Cities, regions and municipalities are, in practice, the ones implementing national and European legislation and directives, especially those related to energy efficiency, the utilization of distributed RES as well as dealing with the evermore important issues related to climate change. If not responsible for the actual implementation, they are at minimum in charge of enabling it through the removal of administrative barriers and the creation of favorable local conditions in tandem with the national governments. This comes into effect through binding mechanisms, such as the distribution of the local and regional budgets, and spatial planning and zoning restrictions as well as voluntary ones, such as SECAPs or similar action plans and strategies that lack a means of enforcement. Cities and municipalities often lack capacity since they do not have a structured decision-making process which could allow them to drive the implementation of energy efficiency and climate adaptation measures. They are usually limited to subsidy schemes, resulting in poor value for money and a lack of long-lasting impacts. Furthermore, climate change issues are merely addressed superficially, if at all, especially those related to climate change adaptation. Energy and climate are broad, horizontal topics, which influence, and are influenced by, a wide variety of sectors as well as decisions made at all levels. The lack of integration and communication between the various governance levels and sectors results in contradictory policies and strategies that are not in synergy with one another, plans which lack focus, and finally a lack of implementation of energy efficiency and climate adaptation related measures and a sub-optimal use of public spending.

Energy agencies have knowledge and capacities that can back up local and regional authorities in their drive to transition towards climate neutrality. In Croatia, REGEA has recognized this need and has initiated this agenda with several cities and is currently piloting this approach. In the City of Karlovac a pilot project was initiated, within which the city’s SECAP will be fully integrated into its zoning and spatial plans. This will include the introduction of energy zoning, setting higher standards for energy efficiency and use of renewables, and stricter emissions’ standards for the transport sector as well as the formalization of other measures identified in the SECAP. Spatial planning and zoning are ideal tools for such harmonized implementation and allow for proper budgetary allocations for energy and climate related measures, acting as an ex-ante baseline for different funding mechanisms.

We in REGEA believe this approach will lead to more efficient use of the existing planning capacity to enact and enforce their energy and climate visions, as employing additional capacity is a barrier that hinders energy and climate planning. Cities do, on the other hand, possess the necessary capacities when it comes to their spatial planning and zoning, and the key is in using existing governance leavers to empower cities to make joint applications of both spatial and zoning plans.
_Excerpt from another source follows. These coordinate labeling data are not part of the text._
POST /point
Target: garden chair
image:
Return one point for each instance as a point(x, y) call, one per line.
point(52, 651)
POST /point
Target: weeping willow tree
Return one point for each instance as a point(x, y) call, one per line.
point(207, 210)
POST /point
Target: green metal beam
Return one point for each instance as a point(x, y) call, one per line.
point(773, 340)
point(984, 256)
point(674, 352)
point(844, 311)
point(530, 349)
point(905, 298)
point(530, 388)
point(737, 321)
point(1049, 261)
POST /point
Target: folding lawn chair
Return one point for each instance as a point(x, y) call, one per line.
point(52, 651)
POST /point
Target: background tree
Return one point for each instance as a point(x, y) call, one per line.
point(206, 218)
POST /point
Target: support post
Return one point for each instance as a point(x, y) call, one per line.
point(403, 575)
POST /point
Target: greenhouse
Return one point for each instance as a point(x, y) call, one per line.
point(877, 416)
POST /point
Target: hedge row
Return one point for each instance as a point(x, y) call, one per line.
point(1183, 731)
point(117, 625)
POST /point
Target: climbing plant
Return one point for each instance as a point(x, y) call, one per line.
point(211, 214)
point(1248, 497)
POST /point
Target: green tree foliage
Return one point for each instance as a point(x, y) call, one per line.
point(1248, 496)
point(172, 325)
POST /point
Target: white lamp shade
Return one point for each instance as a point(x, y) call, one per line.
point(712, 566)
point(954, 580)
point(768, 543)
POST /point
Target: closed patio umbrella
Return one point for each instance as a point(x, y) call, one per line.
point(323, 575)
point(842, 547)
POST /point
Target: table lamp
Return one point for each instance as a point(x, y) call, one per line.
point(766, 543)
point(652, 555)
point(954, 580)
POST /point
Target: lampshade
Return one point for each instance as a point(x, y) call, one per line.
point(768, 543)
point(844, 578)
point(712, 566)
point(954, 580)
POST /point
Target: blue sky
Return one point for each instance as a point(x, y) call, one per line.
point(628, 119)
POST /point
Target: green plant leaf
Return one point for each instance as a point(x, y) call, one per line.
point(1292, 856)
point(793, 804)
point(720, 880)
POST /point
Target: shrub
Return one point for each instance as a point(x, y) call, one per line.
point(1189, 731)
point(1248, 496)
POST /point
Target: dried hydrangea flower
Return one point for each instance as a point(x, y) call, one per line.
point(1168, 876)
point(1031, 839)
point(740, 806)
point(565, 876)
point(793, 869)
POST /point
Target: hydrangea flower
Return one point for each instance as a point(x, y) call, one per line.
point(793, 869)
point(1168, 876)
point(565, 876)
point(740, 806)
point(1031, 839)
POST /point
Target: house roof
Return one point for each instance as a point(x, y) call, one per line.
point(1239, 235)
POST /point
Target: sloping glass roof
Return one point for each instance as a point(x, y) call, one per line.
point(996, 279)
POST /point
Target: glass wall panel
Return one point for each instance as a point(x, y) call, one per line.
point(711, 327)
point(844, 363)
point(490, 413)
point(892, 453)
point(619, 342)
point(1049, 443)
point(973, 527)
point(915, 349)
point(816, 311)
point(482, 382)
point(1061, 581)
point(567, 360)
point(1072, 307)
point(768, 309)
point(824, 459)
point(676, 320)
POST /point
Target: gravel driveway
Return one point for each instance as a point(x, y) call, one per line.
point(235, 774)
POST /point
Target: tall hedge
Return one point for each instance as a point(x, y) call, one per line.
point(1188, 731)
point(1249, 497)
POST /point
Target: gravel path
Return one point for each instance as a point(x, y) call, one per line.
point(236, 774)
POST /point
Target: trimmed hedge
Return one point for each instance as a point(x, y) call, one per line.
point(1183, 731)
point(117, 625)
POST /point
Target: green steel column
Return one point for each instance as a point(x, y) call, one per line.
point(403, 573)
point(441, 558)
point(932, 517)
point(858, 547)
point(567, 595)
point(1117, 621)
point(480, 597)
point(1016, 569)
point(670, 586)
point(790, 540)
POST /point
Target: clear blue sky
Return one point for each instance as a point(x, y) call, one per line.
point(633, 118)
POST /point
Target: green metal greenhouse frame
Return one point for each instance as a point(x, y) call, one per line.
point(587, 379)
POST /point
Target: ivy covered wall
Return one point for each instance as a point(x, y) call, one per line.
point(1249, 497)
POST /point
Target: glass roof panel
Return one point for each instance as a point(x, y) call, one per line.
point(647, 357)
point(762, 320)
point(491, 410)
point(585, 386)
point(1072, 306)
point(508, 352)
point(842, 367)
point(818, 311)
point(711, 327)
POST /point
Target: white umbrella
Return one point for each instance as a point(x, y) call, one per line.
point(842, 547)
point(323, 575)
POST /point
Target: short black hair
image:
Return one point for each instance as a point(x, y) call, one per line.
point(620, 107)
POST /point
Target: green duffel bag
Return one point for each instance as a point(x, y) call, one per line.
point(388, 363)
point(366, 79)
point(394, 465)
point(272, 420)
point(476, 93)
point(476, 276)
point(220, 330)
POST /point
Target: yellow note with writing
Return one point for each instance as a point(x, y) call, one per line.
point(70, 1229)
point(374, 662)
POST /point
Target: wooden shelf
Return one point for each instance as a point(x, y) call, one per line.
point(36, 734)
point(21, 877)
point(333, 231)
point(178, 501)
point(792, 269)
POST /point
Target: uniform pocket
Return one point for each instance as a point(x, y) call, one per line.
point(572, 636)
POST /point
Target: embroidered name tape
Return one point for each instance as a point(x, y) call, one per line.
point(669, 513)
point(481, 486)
Spatial plans determine the physical development of an area, define the use of individual land plots and set restrictions on the development of construction projects. By integrating these aspects: energy, climate, and spatial planning as well as other sectors, such as transport, cities can develop, enact and, most importantly, enforce a coherent sustainable development strategy, which will be backed by legally binding documents and actions and will present a set of tools for decarbonisation and climate change adaptation.

Ensuring a planning method that would enable more cities to be able to have higher-quality zoning and spatial plans, which prioritize energy and climate issues, goes hand in hand with many EU directives and assists the realization of the UN’s 3rd Sustainable Development Goal of sustainable cities and communities. There are three essential factors for success, namely empowering local and regional enhancing the consistency of energy and climate planning across different levels of government and various sectors and to deliver systemic change and ensure long term sustainability of the approach.

Integration of energy and climate aspects into spatial planning, zoning and budgetary aspects of local and regional governance management is one of the necessities that will help deliver transition towards low-carbon districts, energy transition in general and help create climate resilient societies.